Because of the response to COVID, a variety of local and state governments have required many of the nation’s children to attend class online. To try to maintain some sort of social contact many of those same kids are increasingly using electronic devices of various sorts. At the same time parents are being required to work from home or otherwise be distracted from providing needed supervision while their children are online. The need to make sure minors are safer in these virtual environments is perhaps more important now than ever. And, there is something you can do to help.
The desire to keep children safe online is not new and fortunately much great work has been done to provide options for today. In 2006, MySpace was the largest social networking site in the world, easily besting competitors as it continued to grow. That year, then Connecticut Attorney General (now Senator) Richard Blumenthal launched an investigation of the site because of accusations that sexual predators were using it to connect with children.

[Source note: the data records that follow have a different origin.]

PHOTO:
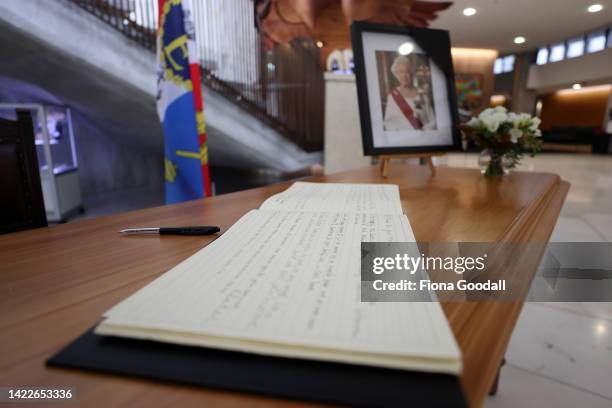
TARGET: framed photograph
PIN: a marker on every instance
(406, 89)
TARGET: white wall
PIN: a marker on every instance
(590, 68)
(343, 148)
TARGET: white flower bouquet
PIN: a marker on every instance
(505, 136)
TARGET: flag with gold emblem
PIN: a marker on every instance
(179, 104)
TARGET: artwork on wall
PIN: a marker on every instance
(406, 90)
(469, 91)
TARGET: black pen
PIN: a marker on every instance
(201, 230)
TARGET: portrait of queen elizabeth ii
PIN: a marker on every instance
(406, 97)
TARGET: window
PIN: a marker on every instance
(596, 41)
(498, 67)
(509, 63)
(557, 52)
(575, 47)
(542, 56)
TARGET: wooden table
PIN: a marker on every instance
(56, 282)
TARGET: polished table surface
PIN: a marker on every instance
(56, 282)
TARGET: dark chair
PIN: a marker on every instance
(21, 200)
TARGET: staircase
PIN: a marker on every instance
(259, 113)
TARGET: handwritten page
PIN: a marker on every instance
(287, 283)
(338, 197)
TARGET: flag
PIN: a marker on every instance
(179, 104)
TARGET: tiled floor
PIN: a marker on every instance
(560, 354)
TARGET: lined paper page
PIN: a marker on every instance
(337, 197)
(278, 282)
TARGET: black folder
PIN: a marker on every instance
(301, 379)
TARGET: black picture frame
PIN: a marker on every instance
(436, 45)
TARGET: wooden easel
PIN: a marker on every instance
(384, 161)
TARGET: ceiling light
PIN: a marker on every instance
(406, 48)
(595, 8)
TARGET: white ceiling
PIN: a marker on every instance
(541, 22)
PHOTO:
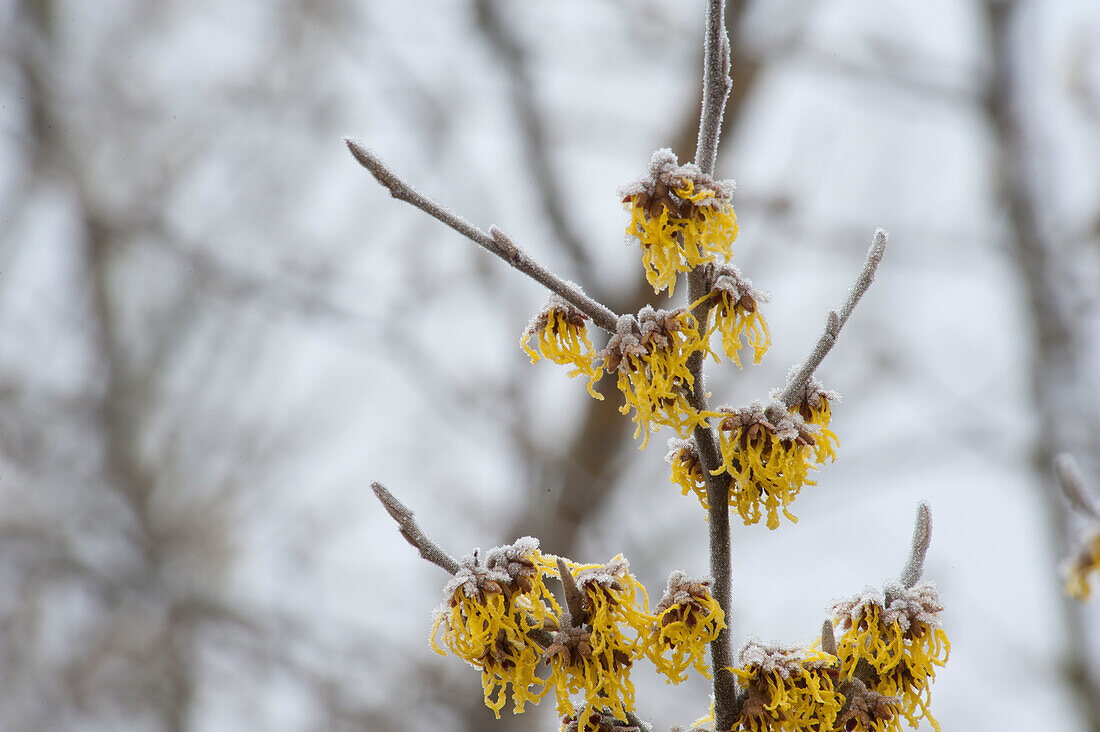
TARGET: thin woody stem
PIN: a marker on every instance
(495, 240)
(716, 86)
(795, 388)
(411, 532)
(429, 549)
(922, 537)
(574, 603)
(1073, 485)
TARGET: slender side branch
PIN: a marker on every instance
(574, 603)
(1073, 485)
(495, 240)
(828, 637)
(922, 537)
(411, 532)
(795, 388)
(716, 86)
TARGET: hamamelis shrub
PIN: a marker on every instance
(539, 626)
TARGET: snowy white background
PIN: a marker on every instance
(216, 330)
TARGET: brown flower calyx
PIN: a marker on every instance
(571, 643)
(685, 599)
(728, 280)
(864, 709)
(814, 396)
(637, 335)
(501, 654)
(594, 720)
(506, 570)
(605, 576)
(774, 422)
(557, 304)
(656, 189)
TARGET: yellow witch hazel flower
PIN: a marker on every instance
(688, 619)
(490, 609)
(769, 455)
(814, 408)
(589, 719)
(595, 654)
(867, 711)
(649, 353)
(688, 469)
(736, 315)
(563, 338)
(1078, 568)
(788, 688)
(681, 217)
(893, 642)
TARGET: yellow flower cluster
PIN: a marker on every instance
(596, 661)
(788, 688)
(897, 638)
(492, 608)
(686, 619)
(563, 338)
(650, 354)
(769, 456)
(1086, 561)
(736, 315)
(501, 618)
(814, 410)
(681, 217)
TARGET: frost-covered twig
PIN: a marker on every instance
(795, 388)
(1073, 485)
(716, 86)
(828, 637)
(411, 532)
(574, 602)
(922, 536)
(496, 241)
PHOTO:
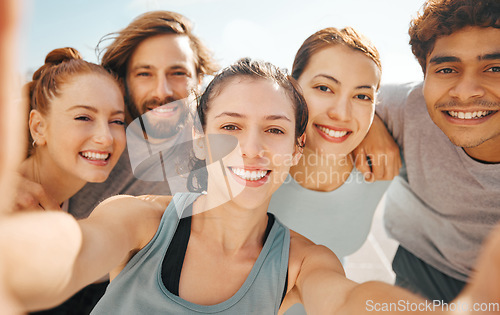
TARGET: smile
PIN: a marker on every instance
(332, 133)
(470, 115)
(164, 109)
(94, 156)
(248, 175)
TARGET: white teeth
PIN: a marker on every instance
(469, 115)
(333, 133)
(249, 175)
(95, 156)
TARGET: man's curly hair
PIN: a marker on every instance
(444, 17)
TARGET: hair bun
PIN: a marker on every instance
(56, 57)
(61, 55)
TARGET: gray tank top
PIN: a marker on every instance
(139, 288)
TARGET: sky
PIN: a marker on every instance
(270, 30)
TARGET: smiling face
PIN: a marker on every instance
(259, 114)
(160, 73)
(339, 85)
(462, 90)
(84, 131)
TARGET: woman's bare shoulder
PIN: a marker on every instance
(153, 203)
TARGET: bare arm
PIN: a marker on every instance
(322, 287)
(383, 152)
(52, 256)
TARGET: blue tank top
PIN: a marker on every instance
(139, 288)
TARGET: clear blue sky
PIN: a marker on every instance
(271, 30)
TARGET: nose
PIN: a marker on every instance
(341, 109)
(467, 87)
(162, 89)
(251, 145)
(103, 134)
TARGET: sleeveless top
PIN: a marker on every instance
(139, 288)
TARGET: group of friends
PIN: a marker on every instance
(142, 191)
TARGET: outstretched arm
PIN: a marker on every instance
(51, 255)
(382, 152)
(323, 288)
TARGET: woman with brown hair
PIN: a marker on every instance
(76, 125)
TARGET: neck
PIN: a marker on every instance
(320, 172)
(232, 227)
(487, 152)
(60, 187)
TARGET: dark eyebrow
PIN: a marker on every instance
(92, 109)
(237, 115)
(141, 66)
(443, 59)
(231, 114)
(329, 77)
(492, 56)
(277, 117)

Additionally, the site struggled to build effective filters for eliminating spam, especially pornography, which added to the media frenzy decrying it.
By 2008, MySpace reached an agreement with attorneys general from 49 states and the District of Columbia under which it would adopt new measures to protect children online. MySpace released an announcement that read in part, “MySpace currently provides users an easy process for reporting abusive conduct by offering a ‘report abuse’ link at the bottom of every profile on MySpace, and we will explore additional models and proposals to determine how to best to empower and protect our members online.”